A exposição dedica um grande espaço às contribuições artísticas da diáspora africana , com fotografias de Lazhar Mansouri e Thérèse Rivière, além de obras contemporâneas de Yohanne Lamoulère, Anne van der Stegen e dos argelinos Denis Martinez e Samta Benyahia, ambos presentes na pré-estreia para a imprensa.
Durante a colonização europeia, a tradição de tatuagens entre os povos colonizados levou muitos ocidentais a adotar o discurso católico de pureza corporal, descrevendo essas práticas como "selvagens" e desprezando tatuagens, que ainda são desaprovadas por grande parte da população hoje em dia.
No entanto, para o povo do Magreb, a marcação na pele tem um valor identitário de "pertencimento a uma família", que eles compartilham com a "realidade de classe" daqueles em comunidades ocidentais de baixa renda que começaram a se interessar por essa técnica no século XX.

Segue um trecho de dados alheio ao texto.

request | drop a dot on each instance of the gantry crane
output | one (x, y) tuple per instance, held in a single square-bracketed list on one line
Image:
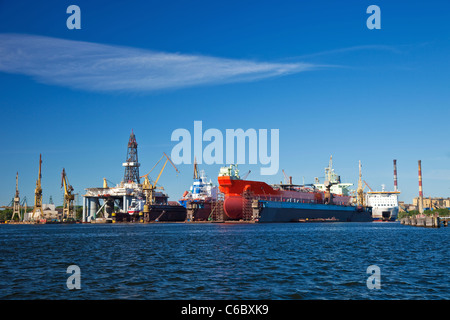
[(37, 209), (68, 212), (149, 188)]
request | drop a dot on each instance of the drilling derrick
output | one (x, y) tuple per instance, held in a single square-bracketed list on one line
[(16, 202), (360, 201), (37, 209), (131, 165), (68, 212)]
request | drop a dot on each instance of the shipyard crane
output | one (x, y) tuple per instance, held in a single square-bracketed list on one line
[(286, 178), (16, 202), (195, 168), (367, 185), (68, 197), (149, 188), (37, 209)]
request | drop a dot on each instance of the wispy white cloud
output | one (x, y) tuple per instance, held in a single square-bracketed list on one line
[(99, 67)]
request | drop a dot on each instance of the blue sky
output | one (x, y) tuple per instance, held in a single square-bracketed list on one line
[(311, 69)]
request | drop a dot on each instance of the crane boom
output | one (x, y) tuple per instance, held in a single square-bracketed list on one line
[(368, 186), (149, 188)]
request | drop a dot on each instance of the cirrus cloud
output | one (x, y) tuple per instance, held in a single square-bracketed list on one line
[(99, 67)]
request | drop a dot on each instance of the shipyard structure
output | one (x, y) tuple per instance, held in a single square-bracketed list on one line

Abertura de 'Tattoo. Histórias do Mediterrâneo'. Foto: © Ville de Marseille - Clément Mahoudeau
A natureza popular das tatuagens contribuiu para sua relação com os movimentos sociais . O feminismo usa a marcação permanente como um discurso de reapropriação do corpo feminino e rebelião contra o patriarcado, algo refletido nas obras de Gaëlle Matata e Clovis Trouille.
A imagem de virilidade e força evocada pelas tatuagens no corpo masculino é retratada nas pinturas do artista iraniano Alireza Shojaian, que apresenta corpos musculosos e tatuados que contrastam com uma atitude vulnerável e frágil como uma reivindicação de outro tipo de masculinidade.
"A arte da tatuagem declara a libertação dos nossos corpos", afirmou o próprio artista durante a apresentação para a mídia.